Aujourd'hui, plus de 1,5 million de personnes exercent dans le secteur des services à la personne. Accompagnant les personnes âgées ou dépendantes, ces hommes et femmes sont aujourd'hui en première ligne face à l'épidémie, plus exposés que jamais aux risques sanitaires. Mal équipés en masques et en gel hydroalcoolique, les auxiliaires de vie continuent pourtant d'apporter au mieux leur soutien et leurs soins aux patients.
Un manque de protection
Martine est auxiliaire de vie à Rennes. À 58 ans, elle s’occupe au quotidien des personnes fragilisées et généralement assez âgées. Mais depuis le début de la crise du Covid-19, Martine doit faire face aux manques de moyens pour se protéger elle, mais aussi pour protéger ses patients, considérés pourtant comme personnes à risques : « On n'a rien pour se protéger ! On demande à des amis s’ils n’ont pas un masque ou des gants ; là on essaye de voir si on peut se procurer des masques en tissu, mais on ne sait pas ce que cela vaut. Notre responsable s’est déplacée plusieurs fois pour nous en procurer, on a eu seulement deux masques par auxiliaire ! »
Des tâches au contact direct du patient
Pourtant, les auxiliaires de vie sont obligés d'être au contact des personnes dont ils s'occupent. Martine le rappelle : « On fait tous les actes de la vie quotidienne, les toilettes pour les personnes handicapées, les repas, on les habille, on fait aussi la préparation du couché, pour certaines personnes, ce qui nous fait parfois finir tard le soir. ». Elle visite pourtant 8 foyers par semaine, et entre 5 et 6 personnes chaque jour. Dévouée et passionnée par son travail, l'auxiliaire de vie ne peut se résoudre à diminuer les visites : les personnes dont elle s'occupe sont vulnérables et dépendantes, l'absence de passage d'une auxiliaire de vie serait également un risque pour ces patients.

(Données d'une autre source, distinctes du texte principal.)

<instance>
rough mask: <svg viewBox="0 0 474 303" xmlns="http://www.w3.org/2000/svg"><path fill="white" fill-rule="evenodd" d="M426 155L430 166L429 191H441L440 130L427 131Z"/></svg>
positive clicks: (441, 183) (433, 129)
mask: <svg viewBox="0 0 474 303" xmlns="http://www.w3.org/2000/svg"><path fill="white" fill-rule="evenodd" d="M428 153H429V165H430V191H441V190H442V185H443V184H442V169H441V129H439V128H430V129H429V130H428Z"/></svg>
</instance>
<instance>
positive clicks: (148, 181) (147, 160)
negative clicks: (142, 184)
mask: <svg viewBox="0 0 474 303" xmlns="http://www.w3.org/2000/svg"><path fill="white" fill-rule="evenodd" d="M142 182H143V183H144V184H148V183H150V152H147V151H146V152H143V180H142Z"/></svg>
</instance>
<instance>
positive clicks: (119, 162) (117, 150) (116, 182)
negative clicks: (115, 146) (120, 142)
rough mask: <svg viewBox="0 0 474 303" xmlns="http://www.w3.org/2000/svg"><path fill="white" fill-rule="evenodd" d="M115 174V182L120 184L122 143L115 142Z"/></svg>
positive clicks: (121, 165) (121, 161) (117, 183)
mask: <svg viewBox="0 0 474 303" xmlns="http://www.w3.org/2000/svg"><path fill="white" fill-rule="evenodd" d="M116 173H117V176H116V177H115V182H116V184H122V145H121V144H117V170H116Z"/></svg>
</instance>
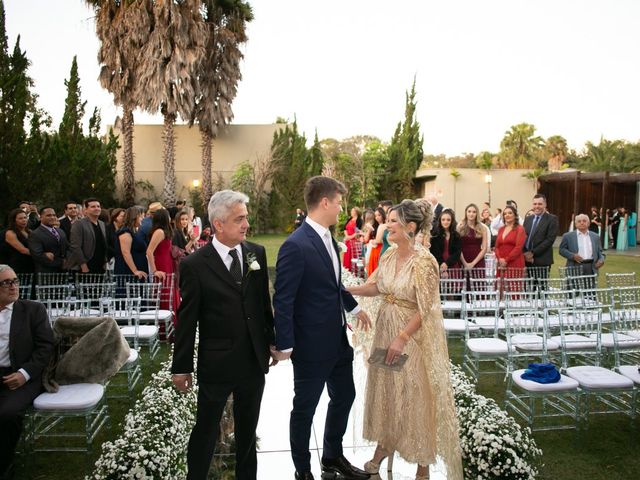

Bien que la peur soit présente, Martine tente de relativiser avec ces personnes âgées, comme avec Anne, 99 ans, qui garde le sourire après chaque passage de cette auxiliaire de vie. Car l'isolement dure parfois toute l'année pour ces personnes dont la mobilité est très réduite : au-delà d'apporter des soins, l'auxiliaire de vie permet de maintenir le dialogue et le contact avec ces personnes isolées.